Indoor farming has long been heralded as the future of food. It uses less water and fewer resources than traditional farming. The indoor, closed environment allows for greater control on how to care for plants for healthy growth. And indoor farms are sometimes known as vertical farms or urban farms because many of them can be housed in cities (or even grocery stores), reducing shipping costs and preserving freshness.
However, vertical farms inherently grow smaller-batch yields compared to expansive open farms. Their uniform layouts don’t always account for growing other vegetables such as peppers that could, theoretically, grow in a hydroponics environment.
High tech and open farms don’t always mix
Corn and soy farms, which have the most acres, have often been quick to adopt new technology around automation and efficiency. But smaller crop farms have been left behind.

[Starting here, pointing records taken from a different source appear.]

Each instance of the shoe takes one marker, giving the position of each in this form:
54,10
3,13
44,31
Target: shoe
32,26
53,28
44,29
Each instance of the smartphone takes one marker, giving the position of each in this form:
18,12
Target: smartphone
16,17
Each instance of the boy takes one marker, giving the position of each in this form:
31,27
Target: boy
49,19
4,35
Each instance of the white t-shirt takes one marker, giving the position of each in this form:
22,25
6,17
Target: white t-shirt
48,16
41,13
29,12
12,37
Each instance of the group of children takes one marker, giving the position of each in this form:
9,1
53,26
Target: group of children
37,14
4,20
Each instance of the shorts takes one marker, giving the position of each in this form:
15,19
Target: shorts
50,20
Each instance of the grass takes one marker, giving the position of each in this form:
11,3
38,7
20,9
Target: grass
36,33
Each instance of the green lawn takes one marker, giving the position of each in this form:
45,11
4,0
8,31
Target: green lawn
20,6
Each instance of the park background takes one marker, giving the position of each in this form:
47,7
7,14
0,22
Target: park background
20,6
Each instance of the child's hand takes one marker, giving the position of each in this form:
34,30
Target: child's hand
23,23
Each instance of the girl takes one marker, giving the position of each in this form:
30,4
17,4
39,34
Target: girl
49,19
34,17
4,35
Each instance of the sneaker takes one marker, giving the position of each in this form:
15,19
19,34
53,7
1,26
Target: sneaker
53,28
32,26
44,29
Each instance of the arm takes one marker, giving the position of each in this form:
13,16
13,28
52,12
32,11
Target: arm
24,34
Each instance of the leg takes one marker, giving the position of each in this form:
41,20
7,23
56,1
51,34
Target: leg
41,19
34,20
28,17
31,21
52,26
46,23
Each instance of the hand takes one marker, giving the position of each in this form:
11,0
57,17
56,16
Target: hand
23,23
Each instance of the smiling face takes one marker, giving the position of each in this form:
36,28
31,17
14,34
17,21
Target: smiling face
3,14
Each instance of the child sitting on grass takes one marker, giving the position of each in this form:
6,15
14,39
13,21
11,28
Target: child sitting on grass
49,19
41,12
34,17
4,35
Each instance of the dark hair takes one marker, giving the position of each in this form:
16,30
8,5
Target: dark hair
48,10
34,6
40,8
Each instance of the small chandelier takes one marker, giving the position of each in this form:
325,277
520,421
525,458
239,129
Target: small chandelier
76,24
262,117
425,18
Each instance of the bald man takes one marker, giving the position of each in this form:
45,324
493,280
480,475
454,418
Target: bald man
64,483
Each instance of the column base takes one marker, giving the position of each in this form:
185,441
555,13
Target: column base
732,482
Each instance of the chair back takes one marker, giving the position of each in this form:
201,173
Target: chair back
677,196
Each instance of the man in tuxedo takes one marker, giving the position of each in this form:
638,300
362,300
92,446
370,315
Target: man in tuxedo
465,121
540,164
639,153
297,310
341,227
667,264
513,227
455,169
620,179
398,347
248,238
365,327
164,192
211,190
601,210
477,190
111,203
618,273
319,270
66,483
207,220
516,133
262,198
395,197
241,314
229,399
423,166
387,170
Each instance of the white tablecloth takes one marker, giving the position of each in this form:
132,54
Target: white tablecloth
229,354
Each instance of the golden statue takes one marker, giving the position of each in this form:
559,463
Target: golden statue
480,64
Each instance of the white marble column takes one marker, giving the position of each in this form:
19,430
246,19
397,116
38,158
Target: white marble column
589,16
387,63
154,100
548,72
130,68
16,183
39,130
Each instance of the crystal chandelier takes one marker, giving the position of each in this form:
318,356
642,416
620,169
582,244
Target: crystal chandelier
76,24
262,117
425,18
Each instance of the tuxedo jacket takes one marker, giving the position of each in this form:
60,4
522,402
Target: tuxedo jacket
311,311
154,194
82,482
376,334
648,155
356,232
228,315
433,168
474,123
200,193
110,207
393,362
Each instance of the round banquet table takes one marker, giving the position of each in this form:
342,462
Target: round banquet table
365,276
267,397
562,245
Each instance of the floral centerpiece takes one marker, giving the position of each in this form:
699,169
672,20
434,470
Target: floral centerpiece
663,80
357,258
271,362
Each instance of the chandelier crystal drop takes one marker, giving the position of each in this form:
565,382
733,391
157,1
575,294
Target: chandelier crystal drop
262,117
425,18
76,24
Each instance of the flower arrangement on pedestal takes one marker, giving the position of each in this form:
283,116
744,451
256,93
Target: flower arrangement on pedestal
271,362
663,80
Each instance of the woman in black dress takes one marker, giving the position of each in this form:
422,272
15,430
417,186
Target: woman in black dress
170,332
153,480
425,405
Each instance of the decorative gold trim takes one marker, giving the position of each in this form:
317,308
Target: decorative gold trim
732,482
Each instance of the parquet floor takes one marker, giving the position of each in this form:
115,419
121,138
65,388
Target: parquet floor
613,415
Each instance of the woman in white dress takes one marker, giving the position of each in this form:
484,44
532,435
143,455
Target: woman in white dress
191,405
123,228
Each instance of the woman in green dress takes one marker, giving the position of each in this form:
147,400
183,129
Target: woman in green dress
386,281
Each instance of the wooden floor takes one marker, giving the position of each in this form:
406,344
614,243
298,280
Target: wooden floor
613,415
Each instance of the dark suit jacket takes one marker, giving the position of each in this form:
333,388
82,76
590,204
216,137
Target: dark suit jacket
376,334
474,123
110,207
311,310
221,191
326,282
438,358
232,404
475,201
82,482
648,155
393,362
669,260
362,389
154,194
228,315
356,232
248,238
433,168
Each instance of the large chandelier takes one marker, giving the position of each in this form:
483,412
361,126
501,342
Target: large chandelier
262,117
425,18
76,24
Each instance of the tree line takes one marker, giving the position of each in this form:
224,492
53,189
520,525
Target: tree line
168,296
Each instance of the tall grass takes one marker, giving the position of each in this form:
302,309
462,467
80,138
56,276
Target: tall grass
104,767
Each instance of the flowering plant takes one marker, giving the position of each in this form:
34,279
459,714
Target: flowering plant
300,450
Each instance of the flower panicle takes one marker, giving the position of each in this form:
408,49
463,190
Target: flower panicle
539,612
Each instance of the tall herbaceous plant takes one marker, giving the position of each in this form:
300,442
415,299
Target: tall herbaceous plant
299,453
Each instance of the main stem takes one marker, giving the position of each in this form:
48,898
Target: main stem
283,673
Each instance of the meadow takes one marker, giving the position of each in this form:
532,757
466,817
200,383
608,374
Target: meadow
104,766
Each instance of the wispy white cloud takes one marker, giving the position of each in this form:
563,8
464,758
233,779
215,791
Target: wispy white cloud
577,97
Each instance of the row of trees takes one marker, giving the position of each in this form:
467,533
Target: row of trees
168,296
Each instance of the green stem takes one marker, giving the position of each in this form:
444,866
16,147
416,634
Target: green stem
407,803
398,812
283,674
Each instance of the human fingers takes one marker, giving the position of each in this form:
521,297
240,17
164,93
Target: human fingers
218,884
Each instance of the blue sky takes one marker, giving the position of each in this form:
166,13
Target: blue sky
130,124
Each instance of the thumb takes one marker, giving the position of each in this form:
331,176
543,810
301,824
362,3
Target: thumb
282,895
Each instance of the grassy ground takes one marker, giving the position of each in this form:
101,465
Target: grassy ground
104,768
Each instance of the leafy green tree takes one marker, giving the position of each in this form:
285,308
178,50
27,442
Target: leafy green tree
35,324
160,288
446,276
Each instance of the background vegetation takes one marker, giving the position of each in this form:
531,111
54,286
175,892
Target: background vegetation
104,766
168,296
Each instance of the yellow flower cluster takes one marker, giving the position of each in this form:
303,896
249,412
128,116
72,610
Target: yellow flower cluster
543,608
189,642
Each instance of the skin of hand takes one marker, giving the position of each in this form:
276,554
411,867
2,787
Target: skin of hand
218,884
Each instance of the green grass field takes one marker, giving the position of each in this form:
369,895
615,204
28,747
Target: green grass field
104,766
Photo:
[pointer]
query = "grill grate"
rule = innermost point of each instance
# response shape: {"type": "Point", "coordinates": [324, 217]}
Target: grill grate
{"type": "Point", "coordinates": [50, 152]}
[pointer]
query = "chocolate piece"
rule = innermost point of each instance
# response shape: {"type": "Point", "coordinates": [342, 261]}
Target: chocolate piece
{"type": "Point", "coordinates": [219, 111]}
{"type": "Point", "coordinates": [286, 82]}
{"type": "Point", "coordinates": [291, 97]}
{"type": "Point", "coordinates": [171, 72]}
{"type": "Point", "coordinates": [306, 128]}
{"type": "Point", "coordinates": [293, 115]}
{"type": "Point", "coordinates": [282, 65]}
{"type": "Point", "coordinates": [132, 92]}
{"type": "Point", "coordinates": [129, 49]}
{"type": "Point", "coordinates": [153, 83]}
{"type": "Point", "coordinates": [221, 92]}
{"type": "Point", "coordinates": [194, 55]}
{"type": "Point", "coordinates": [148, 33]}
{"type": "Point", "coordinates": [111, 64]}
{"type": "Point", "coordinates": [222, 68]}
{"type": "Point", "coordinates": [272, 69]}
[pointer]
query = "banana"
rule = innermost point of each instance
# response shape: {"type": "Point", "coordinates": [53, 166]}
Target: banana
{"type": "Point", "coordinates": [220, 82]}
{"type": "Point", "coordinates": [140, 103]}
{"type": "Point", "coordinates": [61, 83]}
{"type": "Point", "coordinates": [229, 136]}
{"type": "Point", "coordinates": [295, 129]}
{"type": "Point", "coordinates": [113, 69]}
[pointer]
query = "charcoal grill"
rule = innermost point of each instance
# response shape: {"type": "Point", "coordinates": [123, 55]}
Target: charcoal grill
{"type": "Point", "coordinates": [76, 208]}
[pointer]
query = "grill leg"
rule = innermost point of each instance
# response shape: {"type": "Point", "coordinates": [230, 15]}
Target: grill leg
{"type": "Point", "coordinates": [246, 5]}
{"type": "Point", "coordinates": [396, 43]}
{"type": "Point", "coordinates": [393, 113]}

“Some of the best [crop] breeding organizations don’t even put time or effort into some of the minor crops. They just focus on corn and soy because they can make a lot of money on it,” said Jacqueline Heard, CEO of pesticide startup Enko Chem. “They tend to be a little more traditional, but they’ve never been given access to a lot of technologies that can really be transformational to them.”
There’s also the issue with technology itself. Around 20% of farms in the U.S. have poor or no access to broadband internet — and farms in the rest of the world have even less. That makes certain technologies heavily dependent on the cloud — like robotics and AI — a hard sell for many of the world’s farmers.
“I think there’s a social justice element to it as well. We need to make these calories cheaper and more broadly available, and we need to do so in techniques that all farmers in India have access to in a meaningful way,” Pontin said. “You can’t be selling really poor people incredibly expensive agricultural products and expect them to be broadly used.”
Nevertheless, AI and predictive analytics will be crucial to the future of open farms, even if current infrastructure doesn’t allow for it. There was once a time farmers could use The Old Farmer’s Almanac to get weather predictions. But historical averages are no longer an accurate assessment of growth, and climate change has all but thrown that playbook out the window.
For companies such as ClimateAI, which, in part makes weather predictions to help users unlock better yield potentials, that means making inroads in the industry.
“We have found that one of the biggest challenges in the agtech space is trust-building,” said Himanshu Gupta, CEO of ClimateAI. “Silicon Valley has often tried to solve problems by coming in and overriding those with on-the-ground experience, especially farmers. As a result, farmers are often distrustful of agtech companies’ promises.”
Startups tapping into open farms
Some of the promising startups that cater to open farms come from the biotechnology side. Enko Chem, a Connecticut-based crop protection startup, creates pesticides and weed killers that don’t harm the crop or water supply. The company raised $10 million in Series C funding in January, per Crunchbase data.
There’s also Inari, a seed gene-editing startup that aims to make crops more resilient and improve yield while also reducing water usage. The company says it can increase soybean yield by 20% and corn yield by 10% while using 40% less water.
“We are not going to be able to feed the world fairly and healthily and sustainably without addressing the large crops and the large sources of protein,” Pontin said. “So I guess my answer is: I’m all for vertical farming. Knock yourself out. But for me I want to get rice, wheat, soy, corn and protein.”